At the same time, women crusaded against the widely accepted policy of “chastisement,” which held that men had the right to physically punish their legally subordinate wives. “As master of the household, a husband could command his wife's obedience, and subject her to corporal punishment or "chastisement" if she defied his authority,” writes legal historian Reva B. Siegel. But as ideas of discipline shifted after the public became more aware of the abuse of slaves in the antebellum south, chastisement gained critics. Starting in the 1870s, chastisement became socially stigmatized.
That didn’t mean that domestic abuse stopped, though. Even in the 1970s, police and courts turned a blind eye to men who beat and raped their wives. In 1976, the New York Times covered a case in which a bleeding, bruised woman went to a police department in the hopes of getting protection from her violent husband, only to be told, “It’s not a Police Department thing” and referred to family court. Judges and juries routinely downplayed spousal abuse, too. By 1977, the same year that Francine Hughes killed her husband, the FBI had reported that spousal abuse was the United States’ most underreported crime.

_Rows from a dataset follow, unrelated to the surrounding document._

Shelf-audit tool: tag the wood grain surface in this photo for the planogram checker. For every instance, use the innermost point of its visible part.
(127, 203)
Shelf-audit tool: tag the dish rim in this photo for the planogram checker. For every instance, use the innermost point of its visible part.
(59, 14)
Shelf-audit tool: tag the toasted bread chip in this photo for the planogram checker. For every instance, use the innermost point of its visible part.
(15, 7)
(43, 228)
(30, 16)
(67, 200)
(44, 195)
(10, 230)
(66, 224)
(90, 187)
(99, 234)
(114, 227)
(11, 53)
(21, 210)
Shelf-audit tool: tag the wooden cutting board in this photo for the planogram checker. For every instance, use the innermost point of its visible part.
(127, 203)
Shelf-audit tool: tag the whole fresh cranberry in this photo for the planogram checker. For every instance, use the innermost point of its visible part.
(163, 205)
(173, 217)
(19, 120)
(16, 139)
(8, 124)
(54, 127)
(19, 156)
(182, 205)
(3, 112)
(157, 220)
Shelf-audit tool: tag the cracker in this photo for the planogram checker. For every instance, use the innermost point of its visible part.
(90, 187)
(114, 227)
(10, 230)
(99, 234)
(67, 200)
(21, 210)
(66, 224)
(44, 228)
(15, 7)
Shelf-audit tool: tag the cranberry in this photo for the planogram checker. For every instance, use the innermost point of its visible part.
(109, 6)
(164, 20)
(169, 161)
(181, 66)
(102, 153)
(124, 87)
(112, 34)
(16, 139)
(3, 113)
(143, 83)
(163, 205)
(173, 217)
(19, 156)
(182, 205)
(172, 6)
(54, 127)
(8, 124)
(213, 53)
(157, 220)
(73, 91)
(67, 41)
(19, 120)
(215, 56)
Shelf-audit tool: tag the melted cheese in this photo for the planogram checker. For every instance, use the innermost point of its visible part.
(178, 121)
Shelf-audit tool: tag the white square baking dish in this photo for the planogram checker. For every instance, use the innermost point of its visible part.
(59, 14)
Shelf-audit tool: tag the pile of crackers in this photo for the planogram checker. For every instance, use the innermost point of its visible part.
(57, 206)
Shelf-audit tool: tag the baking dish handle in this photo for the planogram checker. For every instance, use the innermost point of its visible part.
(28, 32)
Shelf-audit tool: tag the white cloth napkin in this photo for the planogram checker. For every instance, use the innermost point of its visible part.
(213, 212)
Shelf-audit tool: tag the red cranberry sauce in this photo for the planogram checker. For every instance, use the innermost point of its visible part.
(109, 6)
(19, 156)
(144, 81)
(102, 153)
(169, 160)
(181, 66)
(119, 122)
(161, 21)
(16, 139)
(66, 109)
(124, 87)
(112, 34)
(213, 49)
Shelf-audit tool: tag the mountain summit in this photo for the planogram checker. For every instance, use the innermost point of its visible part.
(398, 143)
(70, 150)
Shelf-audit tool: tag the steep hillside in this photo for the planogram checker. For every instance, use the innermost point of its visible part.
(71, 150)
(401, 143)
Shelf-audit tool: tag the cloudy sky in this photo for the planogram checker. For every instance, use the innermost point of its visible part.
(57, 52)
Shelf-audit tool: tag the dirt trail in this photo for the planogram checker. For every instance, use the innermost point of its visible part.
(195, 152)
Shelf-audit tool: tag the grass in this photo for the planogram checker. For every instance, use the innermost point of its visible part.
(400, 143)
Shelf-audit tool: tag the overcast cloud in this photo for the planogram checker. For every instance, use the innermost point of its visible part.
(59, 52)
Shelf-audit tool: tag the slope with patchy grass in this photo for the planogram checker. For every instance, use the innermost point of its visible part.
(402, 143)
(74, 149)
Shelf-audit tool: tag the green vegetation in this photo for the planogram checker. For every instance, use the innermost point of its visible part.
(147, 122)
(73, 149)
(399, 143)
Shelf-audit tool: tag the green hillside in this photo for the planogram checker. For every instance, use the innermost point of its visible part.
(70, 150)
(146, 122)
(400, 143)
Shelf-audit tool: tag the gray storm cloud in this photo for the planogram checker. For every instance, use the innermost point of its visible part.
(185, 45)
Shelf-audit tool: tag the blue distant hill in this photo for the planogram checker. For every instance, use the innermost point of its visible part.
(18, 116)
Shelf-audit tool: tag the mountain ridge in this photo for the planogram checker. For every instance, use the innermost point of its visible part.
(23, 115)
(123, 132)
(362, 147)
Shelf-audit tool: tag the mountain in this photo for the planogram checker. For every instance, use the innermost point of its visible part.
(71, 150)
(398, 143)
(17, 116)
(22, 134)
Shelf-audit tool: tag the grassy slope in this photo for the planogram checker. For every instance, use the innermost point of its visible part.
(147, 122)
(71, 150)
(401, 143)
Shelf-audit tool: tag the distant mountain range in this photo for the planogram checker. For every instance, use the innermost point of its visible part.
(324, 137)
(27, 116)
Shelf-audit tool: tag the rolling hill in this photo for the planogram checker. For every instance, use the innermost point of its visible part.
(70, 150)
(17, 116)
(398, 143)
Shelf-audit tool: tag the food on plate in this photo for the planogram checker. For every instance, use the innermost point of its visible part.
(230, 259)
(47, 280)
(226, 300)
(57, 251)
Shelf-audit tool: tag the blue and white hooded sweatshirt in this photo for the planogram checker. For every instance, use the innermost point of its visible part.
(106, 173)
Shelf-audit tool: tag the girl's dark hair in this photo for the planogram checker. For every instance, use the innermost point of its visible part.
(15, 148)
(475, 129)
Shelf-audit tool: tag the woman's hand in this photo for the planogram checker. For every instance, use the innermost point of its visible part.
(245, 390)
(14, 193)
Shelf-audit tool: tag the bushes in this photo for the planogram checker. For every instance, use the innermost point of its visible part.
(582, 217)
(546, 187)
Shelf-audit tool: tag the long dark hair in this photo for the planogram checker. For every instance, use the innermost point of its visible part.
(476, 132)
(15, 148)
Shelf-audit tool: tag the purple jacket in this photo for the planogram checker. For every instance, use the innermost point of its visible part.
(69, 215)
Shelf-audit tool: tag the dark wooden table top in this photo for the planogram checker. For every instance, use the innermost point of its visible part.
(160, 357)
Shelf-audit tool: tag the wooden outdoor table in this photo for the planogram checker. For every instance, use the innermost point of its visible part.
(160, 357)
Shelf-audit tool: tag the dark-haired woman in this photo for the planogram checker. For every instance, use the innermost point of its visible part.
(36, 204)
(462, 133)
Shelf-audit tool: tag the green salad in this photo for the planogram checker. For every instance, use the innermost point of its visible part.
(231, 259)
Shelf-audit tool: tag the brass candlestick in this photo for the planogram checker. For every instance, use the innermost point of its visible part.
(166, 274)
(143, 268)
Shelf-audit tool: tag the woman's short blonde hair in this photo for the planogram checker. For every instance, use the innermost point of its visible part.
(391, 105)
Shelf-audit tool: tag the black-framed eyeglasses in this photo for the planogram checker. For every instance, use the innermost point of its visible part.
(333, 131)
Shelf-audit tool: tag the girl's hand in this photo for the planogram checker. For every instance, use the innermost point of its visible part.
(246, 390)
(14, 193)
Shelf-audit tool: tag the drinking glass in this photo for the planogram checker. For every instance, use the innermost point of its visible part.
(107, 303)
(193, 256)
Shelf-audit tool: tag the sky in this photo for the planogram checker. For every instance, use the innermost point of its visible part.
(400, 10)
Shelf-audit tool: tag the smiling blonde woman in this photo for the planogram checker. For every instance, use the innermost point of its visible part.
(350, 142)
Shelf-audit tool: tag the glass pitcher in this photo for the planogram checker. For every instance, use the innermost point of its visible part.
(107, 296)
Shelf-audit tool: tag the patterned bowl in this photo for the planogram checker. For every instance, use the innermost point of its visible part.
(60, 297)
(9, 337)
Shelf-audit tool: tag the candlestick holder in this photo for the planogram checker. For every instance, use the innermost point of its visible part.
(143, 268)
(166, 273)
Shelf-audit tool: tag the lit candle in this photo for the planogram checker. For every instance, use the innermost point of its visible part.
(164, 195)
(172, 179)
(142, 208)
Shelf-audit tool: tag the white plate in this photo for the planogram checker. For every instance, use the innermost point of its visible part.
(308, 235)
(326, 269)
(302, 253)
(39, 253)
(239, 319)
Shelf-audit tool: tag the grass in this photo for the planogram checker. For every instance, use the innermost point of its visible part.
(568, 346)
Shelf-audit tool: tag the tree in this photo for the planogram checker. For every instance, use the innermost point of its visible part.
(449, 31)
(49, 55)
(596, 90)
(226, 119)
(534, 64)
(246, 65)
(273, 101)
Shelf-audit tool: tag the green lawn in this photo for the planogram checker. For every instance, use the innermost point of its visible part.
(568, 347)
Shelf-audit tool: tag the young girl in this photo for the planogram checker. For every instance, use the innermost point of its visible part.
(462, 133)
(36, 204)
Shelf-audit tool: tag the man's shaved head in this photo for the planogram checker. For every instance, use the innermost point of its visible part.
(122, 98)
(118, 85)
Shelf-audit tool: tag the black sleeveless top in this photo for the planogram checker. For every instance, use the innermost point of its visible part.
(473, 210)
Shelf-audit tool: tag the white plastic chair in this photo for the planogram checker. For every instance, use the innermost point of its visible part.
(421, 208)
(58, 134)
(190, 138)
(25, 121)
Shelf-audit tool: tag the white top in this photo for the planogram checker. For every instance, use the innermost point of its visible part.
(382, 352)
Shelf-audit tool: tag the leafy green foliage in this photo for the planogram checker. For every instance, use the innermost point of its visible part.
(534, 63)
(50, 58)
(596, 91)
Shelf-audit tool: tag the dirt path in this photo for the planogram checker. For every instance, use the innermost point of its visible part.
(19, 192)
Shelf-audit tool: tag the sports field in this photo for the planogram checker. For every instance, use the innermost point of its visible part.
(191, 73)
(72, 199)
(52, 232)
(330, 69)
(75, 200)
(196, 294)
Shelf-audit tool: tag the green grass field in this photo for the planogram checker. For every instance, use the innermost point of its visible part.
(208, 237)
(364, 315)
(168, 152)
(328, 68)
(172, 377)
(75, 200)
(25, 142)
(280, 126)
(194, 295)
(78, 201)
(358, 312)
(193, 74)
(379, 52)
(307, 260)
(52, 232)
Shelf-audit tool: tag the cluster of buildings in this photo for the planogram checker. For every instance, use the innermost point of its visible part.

Faced with a justice system reluctant to help abused women, grassroots organizers began to raise awareness and create small-scale protections for women in danger beginning in the 1970s. In 1972, the first rape crisis line was established. In 1971, the world’s first safe house for domestic violence victims was opened in Chiswick, London. A group of American activists visited the refuge and began a network of their own shelters in the United States.
Soon, activists began targeting the legal system itself. It was an uphill battle: legislators, police, judges and the public was slow to understand why it was necessary to provide specific legal protections for the victims of intimate partner abuse. “Do we break up a marriage simply because a man beats his wife?” asked New York City Councilman Leon A. Katz in a typical exchange with a group of advocates that testified in front of the city’s public safety committee in 1976.
Cases like Francine Hughes’s helped draw awareness to the issue. After she was acquitted due to temporary insanity, “burning bed syndrome” became something studied by academics and used as a defense in other cases of women killing their abusers. By the time Farrah Fawcett starred in a made-for-TV movie based on The Burning Bed in 1984, there was a National Domestic Violence Awareness Week, and the movement had made huge gains.
A decade later, Congress passed the Violence Against Women Act, which established a national domestic violence hotline, forced all states and jurisdictions to recognize and enforce victim protection orders, and provided funding for domestic violence training for law enforcement officers, among other provisions.
By the time Francine Hughes died in 2017, domestic violence had been recognized as a major national issue. But that doesn’t mean it’s been resolved. Even today, 20 people per minute are physically abused by an intimate partner, and one in four women and one in nine men will be victims of severe physical abuse by an intimate partner during their lifetime.